Kilo Tespitinde, Vücut Kitle İndeksi Gerçeği Yansıtmıyor
Obeziteyi tanımlamak, aşırı zayıf ya da zayıf olup olmadığınızı belirlemek için kullanılan vücut kitle indeksi (BMI) hesaplaması, ağırlığınızın, boyunuzun karesine bölünmesiyle elde ediliyor. Eğer vücut kitle indeksiniz (BMI) 30 ya da daha fazla ise kilo probleminiz olduğu ve obezite riski altında olduğunuz anlamını taşımaktadır. Ancak son zamanlarda yapılan çalışmalar, vücut kitle indeksi (BMI) normal sınırları içinde olan insanlar da bile obezite durumunun görüldüğünü ortaya koymaktadır. Vücut kitle indeksi normal ama fazla vücut yağı olan kişiler, yüksek kolesterol, bel çevresinde yağlanma, metabolik sendromların başka türlerine sahip olmakla birlikte, diyabet ve büyük kalp hastalıkları tehlikesiyle karşı karşıyadırlar. Bu problem neredeyse herkesi etkiliyor. Sedantari yani hareketsiz yaşam, çoğunlukla kas kütlesinin azalmasına, yağ kütlesinin ise artmasına neden oluyor.
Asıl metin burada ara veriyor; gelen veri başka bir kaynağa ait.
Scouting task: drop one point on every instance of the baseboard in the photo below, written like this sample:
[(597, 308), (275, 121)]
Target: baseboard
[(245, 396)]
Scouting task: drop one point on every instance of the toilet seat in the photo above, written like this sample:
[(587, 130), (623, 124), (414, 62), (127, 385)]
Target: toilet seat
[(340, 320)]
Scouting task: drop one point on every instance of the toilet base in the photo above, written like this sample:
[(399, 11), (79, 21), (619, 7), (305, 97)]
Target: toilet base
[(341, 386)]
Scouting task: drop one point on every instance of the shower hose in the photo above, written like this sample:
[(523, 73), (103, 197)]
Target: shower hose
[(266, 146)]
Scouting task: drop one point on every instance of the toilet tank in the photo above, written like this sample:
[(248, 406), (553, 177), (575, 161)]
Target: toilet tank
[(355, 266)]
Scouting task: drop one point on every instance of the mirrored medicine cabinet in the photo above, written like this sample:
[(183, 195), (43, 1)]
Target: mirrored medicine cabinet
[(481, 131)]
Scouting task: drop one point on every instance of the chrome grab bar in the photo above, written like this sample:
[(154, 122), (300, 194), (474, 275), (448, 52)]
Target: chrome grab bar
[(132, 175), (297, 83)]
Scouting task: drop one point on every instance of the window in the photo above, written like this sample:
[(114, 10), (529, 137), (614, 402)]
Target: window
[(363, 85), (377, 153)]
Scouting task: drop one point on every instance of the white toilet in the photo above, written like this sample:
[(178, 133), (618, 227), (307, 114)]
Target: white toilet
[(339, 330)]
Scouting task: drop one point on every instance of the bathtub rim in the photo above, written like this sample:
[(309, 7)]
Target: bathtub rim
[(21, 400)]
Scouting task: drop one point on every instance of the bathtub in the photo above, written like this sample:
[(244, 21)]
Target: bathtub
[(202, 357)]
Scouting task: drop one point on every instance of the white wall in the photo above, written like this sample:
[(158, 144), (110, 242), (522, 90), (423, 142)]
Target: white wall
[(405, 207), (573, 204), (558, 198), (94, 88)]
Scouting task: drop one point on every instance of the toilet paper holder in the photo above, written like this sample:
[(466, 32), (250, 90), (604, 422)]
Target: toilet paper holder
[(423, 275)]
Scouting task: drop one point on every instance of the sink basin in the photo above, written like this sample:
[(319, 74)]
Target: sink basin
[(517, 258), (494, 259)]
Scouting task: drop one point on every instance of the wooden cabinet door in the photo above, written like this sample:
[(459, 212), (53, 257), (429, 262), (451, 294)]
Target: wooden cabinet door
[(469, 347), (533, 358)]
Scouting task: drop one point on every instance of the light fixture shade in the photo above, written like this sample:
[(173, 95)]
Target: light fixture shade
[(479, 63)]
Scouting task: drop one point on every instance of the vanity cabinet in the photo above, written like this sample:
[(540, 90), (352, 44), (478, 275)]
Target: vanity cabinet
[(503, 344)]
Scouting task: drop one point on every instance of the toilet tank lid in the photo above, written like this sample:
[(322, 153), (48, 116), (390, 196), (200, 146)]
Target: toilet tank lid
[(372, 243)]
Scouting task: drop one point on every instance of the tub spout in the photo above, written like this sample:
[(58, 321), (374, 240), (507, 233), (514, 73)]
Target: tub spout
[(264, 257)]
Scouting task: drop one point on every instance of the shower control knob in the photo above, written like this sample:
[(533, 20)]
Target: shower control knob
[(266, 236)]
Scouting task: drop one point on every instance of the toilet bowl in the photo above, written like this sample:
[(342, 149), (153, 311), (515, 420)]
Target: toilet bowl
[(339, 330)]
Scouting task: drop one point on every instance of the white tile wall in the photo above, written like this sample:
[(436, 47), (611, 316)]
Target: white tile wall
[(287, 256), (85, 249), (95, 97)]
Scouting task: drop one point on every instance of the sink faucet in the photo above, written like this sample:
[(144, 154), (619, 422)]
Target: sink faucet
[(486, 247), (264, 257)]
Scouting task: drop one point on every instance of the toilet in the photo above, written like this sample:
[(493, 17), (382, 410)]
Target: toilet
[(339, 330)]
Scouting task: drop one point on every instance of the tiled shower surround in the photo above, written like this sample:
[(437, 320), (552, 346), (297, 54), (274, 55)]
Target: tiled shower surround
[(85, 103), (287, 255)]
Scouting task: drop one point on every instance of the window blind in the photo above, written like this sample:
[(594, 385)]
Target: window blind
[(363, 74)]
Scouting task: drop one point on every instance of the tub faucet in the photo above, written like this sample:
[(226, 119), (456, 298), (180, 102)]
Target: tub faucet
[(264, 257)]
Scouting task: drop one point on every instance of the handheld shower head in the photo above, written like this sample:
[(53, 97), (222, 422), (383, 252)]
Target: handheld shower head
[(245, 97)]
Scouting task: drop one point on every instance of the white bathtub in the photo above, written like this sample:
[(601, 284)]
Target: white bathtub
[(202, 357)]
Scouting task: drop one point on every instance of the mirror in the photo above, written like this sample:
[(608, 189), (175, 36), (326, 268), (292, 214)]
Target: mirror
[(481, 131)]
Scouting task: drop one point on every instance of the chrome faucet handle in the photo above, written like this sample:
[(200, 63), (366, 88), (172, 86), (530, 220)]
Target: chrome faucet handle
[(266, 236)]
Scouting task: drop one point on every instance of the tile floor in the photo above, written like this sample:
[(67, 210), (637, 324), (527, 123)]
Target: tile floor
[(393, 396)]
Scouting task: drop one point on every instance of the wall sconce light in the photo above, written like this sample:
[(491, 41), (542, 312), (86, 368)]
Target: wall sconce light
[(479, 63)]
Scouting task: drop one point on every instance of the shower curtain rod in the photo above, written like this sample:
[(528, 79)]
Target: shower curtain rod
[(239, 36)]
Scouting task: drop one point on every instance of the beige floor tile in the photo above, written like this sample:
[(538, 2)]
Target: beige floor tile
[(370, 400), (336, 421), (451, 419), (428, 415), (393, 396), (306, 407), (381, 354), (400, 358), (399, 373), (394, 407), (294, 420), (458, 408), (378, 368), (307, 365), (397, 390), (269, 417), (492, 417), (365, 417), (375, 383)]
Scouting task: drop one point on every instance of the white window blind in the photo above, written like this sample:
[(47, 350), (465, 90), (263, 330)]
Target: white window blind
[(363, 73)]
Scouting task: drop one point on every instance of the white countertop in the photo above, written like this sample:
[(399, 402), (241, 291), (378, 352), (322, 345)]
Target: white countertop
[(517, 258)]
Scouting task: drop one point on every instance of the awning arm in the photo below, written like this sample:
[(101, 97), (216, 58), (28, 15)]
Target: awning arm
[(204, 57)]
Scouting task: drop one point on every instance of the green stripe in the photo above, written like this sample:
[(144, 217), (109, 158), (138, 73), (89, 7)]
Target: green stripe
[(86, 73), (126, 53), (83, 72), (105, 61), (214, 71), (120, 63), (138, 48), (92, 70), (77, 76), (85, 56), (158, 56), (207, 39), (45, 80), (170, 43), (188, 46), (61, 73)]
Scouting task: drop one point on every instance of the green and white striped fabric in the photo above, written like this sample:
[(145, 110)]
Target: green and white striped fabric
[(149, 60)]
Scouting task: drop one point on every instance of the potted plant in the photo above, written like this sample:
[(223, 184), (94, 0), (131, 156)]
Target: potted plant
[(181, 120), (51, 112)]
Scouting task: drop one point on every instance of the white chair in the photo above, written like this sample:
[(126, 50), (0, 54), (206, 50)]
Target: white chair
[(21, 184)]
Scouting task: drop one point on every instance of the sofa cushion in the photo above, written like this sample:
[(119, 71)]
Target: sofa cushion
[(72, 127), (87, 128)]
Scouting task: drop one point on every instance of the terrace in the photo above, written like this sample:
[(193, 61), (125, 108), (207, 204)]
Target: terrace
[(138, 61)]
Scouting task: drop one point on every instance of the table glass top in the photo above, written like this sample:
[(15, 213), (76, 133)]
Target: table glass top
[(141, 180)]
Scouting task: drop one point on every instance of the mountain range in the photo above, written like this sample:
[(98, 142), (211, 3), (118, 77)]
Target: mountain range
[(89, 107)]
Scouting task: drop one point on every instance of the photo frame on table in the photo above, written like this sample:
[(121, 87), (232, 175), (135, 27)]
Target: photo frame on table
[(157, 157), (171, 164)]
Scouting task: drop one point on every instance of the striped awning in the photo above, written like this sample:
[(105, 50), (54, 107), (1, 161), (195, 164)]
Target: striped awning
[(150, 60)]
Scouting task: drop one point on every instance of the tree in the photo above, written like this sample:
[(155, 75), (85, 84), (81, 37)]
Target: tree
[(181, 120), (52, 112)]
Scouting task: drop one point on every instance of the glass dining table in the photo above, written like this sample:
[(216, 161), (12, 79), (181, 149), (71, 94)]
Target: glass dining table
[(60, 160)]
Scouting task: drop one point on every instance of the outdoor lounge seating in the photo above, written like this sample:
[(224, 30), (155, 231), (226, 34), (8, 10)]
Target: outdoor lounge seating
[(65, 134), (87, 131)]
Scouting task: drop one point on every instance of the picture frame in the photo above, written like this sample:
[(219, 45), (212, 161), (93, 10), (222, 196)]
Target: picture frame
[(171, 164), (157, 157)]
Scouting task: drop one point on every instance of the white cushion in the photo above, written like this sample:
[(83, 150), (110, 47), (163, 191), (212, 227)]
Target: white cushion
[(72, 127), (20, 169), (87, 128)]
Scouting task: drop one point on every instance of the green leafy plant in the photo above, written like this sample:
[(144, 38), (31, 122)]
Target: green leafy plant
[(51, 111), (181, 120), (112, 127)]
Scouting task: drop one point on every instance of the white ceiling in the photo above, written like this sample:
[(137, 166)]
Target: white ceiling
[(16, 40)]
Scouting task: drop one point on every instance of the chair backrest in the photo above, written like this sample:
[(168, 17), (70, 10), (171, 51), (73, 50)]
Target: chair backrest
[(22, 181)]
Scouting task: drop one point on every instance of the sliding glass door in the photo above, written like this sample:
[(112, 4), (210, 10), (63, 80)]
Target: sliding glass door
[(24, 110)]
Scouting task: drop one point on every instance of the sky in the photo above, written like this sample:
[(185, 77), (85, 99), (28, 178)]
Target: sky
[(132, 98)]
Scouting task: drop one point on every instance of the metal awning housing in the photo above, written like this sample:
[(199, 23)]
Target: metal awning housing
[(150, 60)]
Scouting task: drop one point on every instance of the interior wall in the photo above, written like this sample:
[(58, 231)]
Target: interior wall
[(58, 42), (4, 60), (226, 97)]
Bel Çevresi Ölçümünde Mezura Metodu Gerçekleri Yansıtmıyor
Birçok insanın bel çevresi ölçüsü normal sınırlarda görülüyor olmasına rağmen obezite teşhis edilmekte. Mezura yöntemiyle bel çevresi ölçümü en alt kaburga kemiğiniz ile leğen kemiğiniz arasındaki orta noktanın mezurayla ölçülmesiyle belirleniyordu. Bu ölçüm sonucunda elde edilen değer bayanlarda 80, erkeklerde 94 cm’den büyükse tehlike sinyali veriyor deniyordu. Oysa çalışmalar göstermiştir ki, bel çevresi ölçüsü bu değerlerin altında seyreden kişilerde de obezite görülmektedir. Bu durumda, bel çevresinin ölçümlenmesinde mezura ile yorumda bulunmak güvenilir bir yöntem değildir.
Bel ve Karın Yağları Nasıl Yakılır?
2 ayda 20 kilo ve 17,5 cm incelme sağlayan yeni yöntem, Lipowave terapi, bel ve karın bölgesindeki yağlardan kurtulmanın etkili ve kalıcı bir yöntemidir. Yeni bir uygulama olan tedavi özellikle dokunun derinliklerine kadar ulaşabilme özelliği ile vücudun en zor eriyen yağları olan bel ve karın yağlarında ciddi etkili sonuçlar elde ettiği gibi bölgesel incelmede de kullanılan başarılı bir tedavidir. Aynı zamanda genel kilo kaybını da sağlayan lipowave terapisi uygulaması, ilk kür sonunda 10 kiloya kadar verdirirken, bel ve göbek çevresinden 6,5 cm.’e kadar incelme sağlıyor. İkinci ay sonunda bu değerler zayıflamada 20 kilo, bel ve karın çevresi incelmesinde toplam 17,5 cm.’e kadar varabilmektedir. Yağları parçalayan hipoosmolar, sıvının geçirgenliği arttırılan yağ hücrelerine enjeksiyonu ile uygulanıyor. İçi açılan yağ hücrelerine enjekte edilen hipoosmolar, sıvı yağların parçalanma etkisini arttırarak yağ hücrelerinin deliklerinden çıkmasını ve daha çok yağ parçalanmasını sağlıyor.
Şekerli Besinler, Göbek Çevresi Yağlanmasını Artırıyor
Şeker ve yüksek şeker içeren gıdalar, göbek çevresindeki yağlanmayı artırıyor. Çoğu zaman gün içinde düşen kan şekeri karşısında şeker ihtiyacı için tatlıya yüklenenlerin ve tatlı tutkunlarının acil bir şekilde frene basması gerekiyor. Bunun için öncelikle çay kahve gibi içeceklerinizdeki şekerden vazgeçerek işe başlayabilirsiniz. Tatlı ihtiyacınız içinse meyvelerden faydalanmanızı tavsiye ediyoruz.